Posted: 03/24/09 22:40
by bunniefuu
Scene: Desert

Jesse: It's a bold plan, Mr. White. You sure this is the way to go?

Scene: Hospital

Skyler: What does he remember?

Doctor: Not a whole lot. He came in dehydrated and disoriented but once we gave him fluids he stabilized pretty quickly.

Skyler: But, I mean he knows where he is?

Doctor: Yes, absolutely. It's only the last day or so that seems to be missing. Go on in, he's probably awake.
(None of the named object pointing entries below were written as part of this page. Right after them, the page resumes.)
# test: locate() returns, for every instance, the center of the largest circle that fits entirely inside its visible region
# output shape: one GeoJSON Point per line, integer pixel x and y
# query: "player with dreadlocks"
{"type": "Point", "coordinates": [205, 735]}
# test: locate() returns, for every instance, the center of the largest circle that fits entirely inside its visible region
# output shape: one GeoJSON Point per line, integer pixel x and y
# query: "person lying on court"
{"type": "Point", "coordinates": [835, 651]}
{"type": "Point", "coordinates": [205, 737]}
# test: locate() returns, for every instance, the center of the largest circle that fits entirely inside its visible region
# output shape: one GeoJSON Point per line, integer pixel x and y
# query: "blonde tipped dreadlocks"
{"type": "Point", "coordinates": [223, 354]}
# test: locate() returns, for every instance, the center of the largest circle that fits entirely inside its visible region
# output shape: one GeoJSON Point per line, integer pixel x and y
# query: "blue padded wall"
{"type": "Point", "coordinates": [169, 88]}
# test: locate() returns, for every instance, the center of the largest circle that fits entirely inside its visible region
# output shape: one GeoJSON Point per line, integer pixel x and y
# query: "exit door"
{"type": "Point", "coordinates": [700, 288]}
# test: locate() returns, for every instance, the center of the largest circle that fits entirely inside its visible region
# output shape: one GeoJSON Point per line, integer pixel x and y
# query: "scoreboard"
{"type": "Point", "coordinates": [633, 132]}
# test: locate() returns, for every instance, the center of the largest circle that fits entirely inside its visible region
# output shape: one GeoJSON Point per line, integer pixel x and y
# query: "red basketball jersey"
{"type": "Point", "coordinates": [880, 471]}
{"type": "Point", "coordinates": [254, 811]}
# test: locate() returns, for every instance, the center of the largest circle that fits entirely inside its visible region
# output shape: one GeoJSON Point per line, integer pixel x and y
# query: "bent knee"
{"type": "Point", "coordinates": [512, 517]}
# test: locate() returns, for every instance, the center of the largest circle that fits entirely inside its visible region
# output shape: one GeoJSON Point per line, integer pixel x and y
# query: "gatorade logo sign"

Walter: My God. I'm so sorry. Come here.

Walter Jr: You know who I am, right?

Walter: Yes, son. I know who you are. Come here, give your old man a hug. It's so good to see you.

Skyler: How do you feel?

Walter: Better. I feel like myself. Really, I mean, the last couple days are missing, but other than that, I feel fine.

Skyler: My God, Walt.

Walter: What a day this has been?

Walter Jr: So, Uncle Hank. He was in a sh**t-out.

Walter: A sh**t-out?

Walter Jr: He k*lled some guy. Some big drug dealer. Uncle Hank wasted him.

Walter: My God. Is he all right?

Skyler: Absolutely fine.

Walter: But where did this happen? How could he be...

Skyler: Walt, everything's okay. We're all okay.

Scene: Later at Hospital

Skyler: And no idea what caused it?

Dr. Delcavoli: But they're gonna run a whole series of tests, so.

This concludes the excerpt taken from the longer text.